I think we are in good shape with the show. It is a total joy to sing this piece with such a seasoned group of colleagues. I feel like I'm in a pretty decent place vocally as well- better off than last time. We'll see once we get in the actual house with the orchestra, but I think I've made a few adjustments that will allow me to sing this role at less cost than last time. The challenge I'm encountering is that I have the sensation of less local control when I sing. That's tricky to get used to. It's much less micro-managerial (and probably more rewarding to the listener) and also much easier, but when you're used to controlling and manipulating to a certain degree, it's tough to let go. There are a few coordination issues. The role lives so much in the middle voice, that suddenly an E flat is a high note (at least in the grand scheme of things), and feels like what an F would feel like in a more baritonal tessitura. So that's weird. The plus side is that I'm not darkening the lower middle anymore, so it's about a zillion times easier to sing down there and I don't get super tired halfway through the piece. Plus, the Dalai Lama told me that when I die, on my deathbed, I will receive total consciousness. So I got that going for me, which is nice.
I've also noticed that I'm a tremendous slouch. Even while wearing my rehearsal shoes (they are really cool period shoes with a chunky heel), I stand like I'm a standing-in-front-of-the-QuickStop-slacker, and not an 18th century valet to a Count. I'm looking forward to being in costume and the inevitable change in character and posture that will take place. I'm pretty confident all the earthy, goofy, stupid Ritter-esque crap I am doing will still come through, but it will be filtered through a period costume and stance.
Yesterday, I gave a short little interview for a local video arts blog. I'll post it as soon as it is available.
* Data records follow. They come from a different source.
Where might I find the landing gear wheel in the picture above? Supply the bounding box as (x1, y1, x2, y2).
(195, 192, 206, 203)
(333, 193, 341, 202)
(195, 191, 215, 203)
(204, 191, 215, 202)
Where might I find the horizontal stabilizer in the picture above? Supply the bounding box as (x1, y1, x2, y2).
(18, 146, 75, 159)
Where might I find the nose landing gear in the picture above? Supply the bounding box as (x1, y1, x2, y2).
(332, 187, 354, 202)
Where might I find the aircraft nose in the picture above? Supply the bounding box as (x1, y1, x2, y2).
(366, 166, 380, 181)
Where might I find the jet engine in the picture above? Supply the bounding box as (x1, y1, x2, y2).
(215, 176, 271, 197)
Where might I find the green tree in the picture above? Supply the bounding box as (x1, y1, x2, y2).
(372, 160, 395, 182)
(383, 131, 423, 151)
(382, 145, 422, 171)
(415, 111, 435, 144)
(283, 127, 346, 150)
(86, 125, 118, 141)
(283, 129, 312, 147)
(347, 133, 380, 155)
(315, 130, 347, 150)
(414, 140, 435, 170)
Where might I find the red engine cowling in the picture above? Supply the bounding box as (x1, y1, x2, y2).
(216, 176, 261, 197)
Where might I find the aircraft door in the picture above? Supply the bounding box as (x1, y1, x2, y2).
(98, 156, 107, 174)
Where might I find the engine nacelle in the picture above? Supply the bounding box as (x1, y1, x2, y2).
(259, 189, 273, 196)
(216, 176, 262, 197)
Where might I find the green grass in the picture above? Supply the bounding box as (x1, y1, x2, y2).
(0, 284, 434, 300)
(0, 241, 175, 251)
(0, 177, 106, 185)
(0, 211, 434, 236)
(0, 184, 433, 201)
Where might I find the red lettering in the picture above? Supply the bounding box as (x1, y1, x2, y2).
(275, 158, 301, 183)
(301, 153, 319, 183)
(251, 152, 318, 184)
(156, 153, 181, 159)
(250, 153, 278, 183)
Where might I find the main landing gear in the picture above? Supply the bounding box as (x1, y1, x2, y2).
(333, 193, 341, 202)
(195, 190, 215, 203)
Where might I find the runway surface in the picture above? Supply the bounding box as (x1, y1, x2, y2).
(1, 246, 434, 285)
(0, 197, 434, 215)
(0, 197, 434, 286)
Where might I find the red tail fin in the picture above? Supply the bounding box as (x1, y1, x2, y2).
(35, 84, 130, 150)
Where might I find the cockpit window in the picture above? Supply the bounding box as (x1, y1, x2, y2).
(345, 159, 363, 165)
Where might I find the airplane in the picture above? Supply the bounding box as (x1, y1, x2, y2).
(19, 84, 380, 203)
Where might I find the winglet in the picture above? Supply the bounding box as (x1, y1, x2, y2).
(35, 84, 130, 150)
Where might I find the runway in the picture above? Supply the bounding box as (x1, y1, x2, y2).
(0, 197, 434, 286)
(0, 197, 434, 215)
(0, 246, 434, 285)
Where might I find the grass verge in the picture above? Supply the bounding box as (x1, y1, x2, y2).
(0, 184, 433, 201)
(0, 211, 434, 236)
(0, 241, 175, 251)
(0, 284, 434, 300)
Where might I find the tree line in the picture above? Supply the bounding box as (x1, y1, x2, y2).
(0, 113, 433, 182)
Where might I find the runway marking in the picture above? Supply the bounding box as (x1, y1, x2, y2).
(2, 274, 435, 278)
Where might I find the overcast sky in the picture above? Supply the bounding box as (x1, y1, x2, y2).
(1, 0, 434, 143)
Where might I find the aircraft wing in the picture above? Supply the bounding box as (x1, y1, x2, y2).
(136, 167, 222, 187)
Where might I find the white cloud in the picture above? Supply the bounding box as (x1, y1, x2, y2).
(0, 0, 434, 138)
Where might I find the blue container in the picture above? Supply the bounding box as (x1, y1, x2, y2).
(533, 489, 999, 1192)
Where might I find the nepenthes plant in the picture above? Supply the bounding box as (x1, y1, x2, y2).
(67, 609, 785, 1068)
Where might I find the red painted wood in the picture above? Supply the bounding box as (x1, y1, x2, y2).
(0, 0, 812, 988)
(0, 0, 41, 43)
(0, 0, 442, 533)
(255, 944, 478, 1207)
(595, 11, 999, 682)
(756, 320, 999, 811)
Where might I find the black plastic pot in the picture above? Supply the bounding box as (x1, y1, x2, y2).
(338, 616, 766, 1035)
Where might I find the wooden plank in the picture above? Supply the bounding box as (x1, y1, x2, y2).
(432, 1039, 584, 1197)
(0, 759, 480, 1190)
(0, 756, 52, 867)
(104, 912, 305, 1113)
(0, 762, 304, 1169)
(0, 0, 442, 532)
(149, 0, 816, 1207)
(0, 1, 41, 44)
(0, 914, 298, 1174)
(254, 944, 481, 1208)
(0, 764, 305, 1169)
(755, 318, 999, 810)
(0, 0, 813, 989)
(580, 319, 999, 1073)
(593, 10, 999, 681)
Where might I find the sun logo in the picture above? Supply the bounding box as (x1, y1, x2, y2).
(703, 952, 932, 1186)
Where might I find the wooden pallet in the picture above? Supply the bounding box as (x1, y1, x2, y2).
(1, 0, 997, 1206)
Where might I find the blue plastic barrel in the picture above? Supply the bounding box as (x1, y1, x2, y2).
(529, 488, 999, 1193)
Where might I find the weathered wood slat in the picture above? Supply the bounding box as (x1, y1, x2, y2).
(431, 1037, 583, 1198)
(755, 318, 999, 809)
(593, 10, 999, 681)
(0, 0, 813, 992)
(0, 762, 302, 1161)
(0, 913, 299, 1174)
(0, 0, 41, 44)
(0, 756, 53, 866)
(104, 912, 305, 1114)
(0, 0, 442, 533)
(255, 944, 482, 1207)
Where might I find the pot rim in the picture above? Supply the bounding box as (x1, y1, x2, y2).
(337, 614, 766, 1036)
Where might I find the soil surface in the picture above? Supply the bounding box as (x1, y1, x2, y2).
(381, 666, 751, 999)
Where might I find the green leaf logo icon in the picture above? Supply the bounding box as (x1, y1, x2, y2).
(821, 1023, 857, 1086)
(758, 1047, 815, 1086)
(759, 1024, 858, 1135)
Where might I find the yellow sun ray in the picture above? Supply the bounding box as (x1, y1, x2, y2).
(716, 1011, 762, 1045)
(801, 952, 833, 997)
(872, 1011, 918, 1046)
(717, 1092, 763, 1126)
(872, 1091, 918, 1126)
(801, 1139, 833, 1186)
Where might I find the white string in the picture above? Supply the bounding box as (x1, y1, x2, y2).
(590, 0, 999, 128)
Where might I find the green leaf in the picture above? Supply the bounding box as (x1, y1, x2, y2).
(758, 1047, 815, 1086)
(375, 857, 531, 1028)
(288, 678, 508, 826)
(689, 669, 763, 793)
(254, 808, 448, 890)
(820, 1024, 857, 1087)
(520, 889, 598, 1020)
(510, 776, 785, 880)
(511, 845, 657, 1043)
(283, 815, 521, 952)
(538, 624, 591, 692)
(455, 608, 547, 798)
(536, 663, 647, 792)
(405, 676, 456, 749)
She asked me what did I think Mozart would think of us if he stopped by rehearsal. The first thing that came to mind was, "well, he would probably say, 'holy crap! what are all those shiny metal boxes careening down the street at an alarming rate?'" That's the kind of highly articulate commentary I bring to the industry. She also said that one of the local Vermonters (Vermont-ites? Vermont-ians?) said that he thought opera singers are like mythical creatures. That we are seemingly normal beings, but then unleash these big crazy voices on everyone. I like that. Andrew Wilkowske, mythical creature. It may have to go on my resume. Hey, it's better than the whole baritone/bass-baritone conundrum.